CrowdStrike's Falcon platform harnesses AI and machine learning to combat cyberthreats in areas such as endpoint protection, identity protection, workload protection, cloud security, and observability. Its multi-modular, all-in-one, cloud-native cybersecurity solution is proving to be a game changer for the company -- in part thanks to strong network effects. Falcon's AI-driven Threat Graph intercepts trillions of data signals every week regarding emerging cyberthreats, the system continuously evolves -- making it smarter and more efficient at thwarting these threats. This, in turn, has helped CrowdStrike further cross-sell and upsell to existing clients as well as rapidly attract new customers.

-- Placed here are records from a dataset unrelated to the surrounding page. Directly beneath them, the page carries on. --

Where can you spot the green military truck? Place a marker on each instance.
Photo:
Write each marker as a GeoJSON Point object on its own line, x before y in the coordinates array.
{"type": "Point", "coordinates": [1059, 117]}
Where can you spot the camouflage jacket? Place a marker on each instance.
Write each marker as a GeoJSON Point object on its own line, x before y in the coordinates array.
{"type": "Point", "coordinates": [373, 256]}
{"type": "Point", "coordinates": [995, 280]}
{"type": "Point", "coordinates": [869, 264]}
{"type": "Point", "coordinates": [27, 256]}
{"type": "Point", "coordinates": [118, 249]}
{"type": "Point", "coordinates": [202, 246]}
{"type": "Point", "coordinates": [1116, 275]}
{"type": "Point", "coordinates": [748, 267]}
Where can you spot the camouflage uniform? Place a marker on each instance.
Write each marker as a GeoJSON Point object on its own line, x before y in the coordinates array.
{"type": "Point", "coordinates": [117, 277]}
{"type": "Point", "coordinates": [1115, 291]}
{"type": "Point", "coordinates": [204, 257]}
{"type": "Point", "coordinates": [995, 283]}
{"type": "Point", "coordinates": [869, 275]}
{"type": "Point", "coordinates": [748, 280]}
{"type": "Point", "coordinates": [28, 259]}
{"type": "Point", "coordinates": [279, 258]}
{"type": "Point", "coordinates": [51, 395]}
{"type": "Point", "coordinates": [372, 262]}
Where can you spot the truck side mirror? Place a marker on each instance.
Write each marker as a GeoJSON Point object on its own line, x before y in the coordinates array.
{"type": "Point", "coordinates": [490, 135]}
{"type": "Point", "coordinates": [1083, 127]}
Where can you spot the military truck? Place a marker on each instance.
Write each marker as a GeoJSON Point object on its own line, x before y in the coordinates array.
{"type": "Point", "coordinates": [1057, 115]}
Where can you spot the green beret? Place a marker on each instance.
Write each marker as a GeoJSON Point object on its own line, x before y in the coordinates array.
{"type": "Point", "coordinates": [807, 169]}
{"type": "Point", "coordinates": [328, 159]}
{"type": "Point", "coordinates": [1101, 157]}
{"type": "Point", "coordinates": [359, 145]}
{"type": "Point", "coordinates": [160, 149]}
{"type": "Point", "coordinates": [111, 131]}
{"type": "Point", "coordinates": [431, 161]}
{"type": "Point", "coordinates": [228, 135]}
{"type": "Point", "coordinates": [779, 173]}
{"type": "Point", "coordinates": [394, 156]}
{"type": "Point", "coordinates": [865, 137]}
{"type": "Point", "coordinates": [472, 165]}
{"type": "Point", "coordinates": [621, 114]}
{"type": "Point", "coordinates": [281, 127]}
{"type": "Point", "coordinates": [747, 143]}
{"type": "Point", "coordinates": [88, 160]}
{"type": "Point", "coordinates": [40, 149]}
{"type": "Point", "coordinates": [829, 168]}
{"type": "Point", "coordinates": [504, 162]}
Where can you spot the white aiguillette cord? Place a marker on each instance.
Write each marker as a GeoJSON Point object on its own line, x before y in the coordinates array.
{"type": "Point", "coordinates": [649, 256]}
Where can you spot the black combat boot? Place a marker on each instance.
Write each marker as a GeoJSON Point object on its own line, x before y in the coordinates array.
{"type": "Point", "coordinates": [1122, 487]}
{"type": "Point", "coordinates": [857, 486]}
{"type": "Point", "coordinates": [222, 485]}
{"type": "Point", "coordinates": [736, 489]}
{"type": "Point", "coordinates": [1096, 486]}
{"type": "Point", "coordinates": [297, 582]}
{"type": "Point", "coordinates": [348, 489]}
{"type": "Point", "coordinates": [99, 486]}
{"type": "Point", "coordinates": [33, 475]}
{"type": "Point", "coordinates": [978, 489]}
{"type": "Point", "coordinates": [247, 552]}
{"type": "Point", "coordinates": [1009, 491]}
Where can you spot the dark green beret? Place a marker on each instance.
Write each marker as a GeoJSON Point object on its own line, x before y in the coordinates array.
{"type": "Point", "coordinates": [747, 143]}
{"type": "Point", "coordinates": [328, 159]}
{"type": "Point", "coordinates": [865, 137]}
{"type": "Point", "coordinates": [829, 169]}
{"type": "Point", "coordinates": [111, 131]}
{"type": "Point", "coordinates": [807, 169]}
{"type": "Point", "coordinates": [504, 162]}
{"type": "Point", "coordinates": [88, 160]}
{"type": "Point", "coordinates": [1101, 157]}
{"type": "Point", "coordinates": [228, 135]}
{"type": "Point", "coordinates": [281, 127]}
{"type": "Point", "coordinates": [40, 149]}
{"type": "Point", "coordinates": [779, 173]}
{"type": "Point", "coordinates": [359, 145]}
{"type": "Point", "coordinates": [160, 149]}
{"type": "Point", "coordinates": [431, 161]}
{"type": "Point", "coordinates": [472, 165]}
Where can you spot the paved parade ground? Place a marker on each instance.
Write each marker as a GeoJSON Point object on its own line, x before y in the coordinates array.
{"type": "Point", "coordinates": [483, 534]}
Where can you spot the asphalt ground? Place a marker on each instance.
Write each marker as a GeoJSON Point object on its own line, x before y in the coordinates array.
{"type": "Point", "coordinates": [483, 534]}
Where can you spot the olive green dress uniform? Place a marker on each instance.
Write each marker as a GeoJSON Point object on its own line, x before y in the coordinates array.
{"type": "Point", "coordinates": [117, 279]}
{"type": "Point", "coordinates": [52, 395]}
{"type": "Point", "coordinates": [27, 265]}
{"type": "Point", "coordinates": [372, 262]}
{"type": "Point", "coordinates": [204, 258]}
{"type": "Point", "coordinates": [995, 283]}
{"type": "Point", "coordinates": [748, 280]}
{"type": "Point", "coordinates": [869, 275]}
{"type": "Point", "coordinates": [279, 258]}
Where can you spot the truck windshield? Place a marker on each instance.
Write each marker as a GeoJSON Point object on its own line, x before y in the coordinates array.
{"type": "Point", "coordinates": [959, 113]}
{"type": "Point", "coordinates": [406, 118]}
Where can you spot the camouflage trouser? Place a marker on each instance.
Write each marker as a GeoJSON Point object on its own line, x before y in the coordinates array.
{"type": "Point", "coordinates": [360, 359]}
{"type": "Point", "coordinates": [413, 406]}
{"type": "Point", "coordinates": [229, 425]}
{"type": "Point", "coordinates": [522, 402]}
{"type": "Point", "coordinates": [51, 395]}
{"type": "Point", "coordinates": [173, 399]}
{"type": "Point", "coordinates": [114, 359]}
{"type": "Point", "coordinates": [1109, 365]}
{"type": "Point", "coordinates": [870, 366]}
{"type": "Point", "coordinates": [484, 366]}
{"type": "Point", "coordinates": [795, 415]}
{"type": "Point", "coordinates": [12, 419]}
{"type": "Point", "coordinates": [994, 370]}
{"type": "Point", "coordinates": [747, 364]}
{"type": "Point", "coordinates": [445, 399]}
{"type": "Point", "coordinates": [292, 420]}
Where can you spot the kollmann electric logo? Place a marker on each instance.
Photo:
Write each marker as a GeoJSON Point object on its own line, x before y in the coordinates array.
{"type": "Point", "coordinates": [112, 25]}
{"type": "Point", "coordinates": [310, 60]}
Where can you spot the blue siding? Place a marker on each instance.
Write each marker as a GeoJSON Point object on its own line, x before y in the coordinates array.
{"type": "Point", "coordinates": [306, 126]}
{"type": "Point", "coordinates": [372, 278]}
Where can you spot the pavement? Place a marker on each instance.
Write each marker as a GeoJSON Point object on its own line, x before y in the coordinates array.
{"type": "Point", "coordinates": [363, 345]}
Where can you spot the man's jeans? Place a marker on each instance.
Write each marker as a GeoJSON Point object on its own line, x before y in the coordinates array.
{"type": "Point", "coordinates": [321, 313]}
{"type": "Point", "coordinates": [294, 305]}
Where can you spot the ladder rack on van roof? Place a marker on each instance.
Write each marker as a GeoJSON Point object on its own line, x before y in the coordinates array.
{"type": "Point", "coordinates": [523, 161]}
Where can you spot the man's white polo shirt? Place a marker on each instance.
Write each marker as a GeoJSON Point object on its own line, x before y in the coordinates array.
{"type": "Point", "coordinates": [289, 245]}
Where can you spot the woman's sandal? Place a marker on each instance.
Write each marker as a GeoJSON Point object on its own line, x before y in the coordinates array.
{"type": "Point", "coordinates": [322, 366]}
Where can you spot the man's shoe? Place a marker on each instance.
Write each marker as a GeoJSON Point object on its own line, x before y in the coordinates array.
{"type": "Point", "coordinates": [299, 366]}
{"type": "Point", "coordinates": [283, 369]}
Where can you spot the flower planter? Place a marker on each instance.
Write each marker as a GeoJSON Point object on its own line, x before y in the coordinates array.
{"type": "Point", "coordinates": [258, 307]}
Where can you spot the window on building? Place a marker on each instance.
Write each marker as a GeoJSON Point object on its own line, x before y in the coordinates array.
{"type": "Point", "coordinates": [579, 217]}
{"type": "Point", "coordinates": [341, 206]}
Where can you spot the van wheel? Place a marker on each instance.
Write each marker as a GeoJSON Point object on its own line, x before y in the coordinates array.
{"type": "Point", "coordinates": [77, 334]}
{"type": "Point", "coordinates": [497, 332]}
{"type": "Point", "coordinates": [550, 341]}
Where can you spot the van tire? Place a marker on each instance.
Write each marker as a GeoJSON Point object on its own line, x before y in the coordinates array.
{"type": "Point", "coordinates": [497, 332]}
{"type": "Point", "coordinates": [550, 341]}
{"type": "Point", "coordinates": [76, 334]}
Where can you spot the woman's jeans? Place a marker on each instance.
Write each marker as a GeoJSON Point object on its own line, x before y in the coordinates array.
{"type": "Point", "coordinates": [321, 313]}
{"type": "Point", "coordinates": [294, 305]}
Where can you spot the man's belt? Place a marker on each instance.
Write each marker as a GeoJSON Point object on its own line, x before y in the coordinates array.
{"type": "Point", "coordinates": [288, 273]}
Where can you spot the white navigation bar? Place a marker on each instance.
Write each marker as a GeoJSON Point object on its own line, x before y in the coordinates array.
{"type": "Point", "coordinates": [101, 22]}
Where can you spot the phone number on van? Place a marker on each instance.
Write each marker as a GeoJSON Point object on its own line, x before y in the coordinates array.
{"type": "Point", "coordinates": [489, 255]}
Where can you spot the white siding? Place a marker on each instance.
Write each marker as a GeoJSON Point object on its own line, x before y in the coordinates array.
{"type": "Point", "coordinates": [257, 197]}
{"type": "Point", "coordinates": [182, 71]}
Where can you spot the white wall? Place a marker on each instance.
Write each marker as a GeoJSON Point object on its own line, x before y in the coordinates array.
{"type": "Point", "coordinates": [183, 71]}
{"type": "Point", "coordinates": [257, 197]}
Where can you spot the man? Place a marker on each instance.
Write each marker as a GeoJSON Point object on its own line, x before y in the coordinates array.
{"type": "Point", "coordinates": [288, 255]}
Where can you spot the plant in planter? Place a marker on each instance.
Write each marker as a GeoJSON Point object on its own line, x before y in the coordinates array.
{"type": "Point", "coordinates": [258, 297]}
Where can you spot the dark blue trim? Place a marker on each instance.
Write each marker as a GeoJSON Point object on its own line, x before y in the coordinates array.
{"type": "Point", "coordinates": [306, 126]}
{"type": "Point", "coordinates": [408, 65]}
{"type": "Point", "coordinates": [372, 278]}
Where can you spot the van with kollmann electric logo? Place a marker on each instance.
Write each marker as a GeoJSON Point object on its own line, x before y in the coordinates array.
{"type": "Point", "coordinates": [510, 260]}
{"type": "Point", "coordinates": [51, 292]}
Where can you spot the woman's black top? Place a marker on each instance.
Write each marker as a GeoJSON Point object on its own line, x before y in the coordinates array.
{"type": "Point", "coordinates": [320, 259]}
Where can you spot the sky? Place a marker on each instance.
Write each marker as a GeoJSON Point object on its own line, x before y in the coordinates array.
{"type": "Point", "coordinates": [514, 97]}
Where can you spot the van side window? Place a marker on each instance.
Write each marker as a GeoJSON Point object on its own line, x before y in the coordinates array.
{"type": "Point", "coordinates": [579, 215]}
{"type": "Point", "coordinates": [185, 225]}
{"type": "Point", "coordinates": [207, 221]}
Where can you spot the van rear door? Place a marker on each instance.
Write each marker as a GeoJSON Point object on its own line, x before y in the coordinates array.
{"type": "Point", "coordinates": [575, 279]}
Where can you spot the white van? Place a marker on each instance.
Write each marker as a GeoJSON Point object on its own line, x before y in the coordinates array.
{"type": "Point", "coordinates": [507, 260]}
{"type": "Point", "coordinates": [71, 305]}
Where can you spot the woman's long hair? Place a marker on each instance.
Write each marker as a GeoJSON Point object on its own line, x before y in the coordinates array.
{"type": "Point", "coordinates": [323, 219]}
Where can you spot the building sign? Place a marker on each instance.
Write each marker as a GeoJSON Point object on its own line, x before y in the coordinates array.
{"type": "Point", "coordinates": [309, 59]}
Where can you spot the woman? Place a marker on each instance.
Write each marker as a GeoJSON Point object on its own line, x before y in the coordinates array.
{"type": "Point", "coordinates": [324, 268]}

CrowdStrike ended its fiscal 2023 on Jan. 31, 2022, with over 23,019 clients. Further, at the end of fiscal 2024's second quarter, 63% of its subscription customers were using five or more Falcon modules, 41% were using six or more modules, and 24% were using seven or more modules. In fiscal Q2 2024, CrowdStrike also saw an 80% year-over-year jump in deals involving eight or more Falcon modules. These numbers highlight the sticky nature of CrowdStrike's business model.

With CrowdStrike's target addressable market forecast to grow from $76 billion in 2023 to $158 billion in 2026, and Falcon's ability to cater to several critical cybersecurity threats, CrowdStrike is poised for significant growth over the next decade.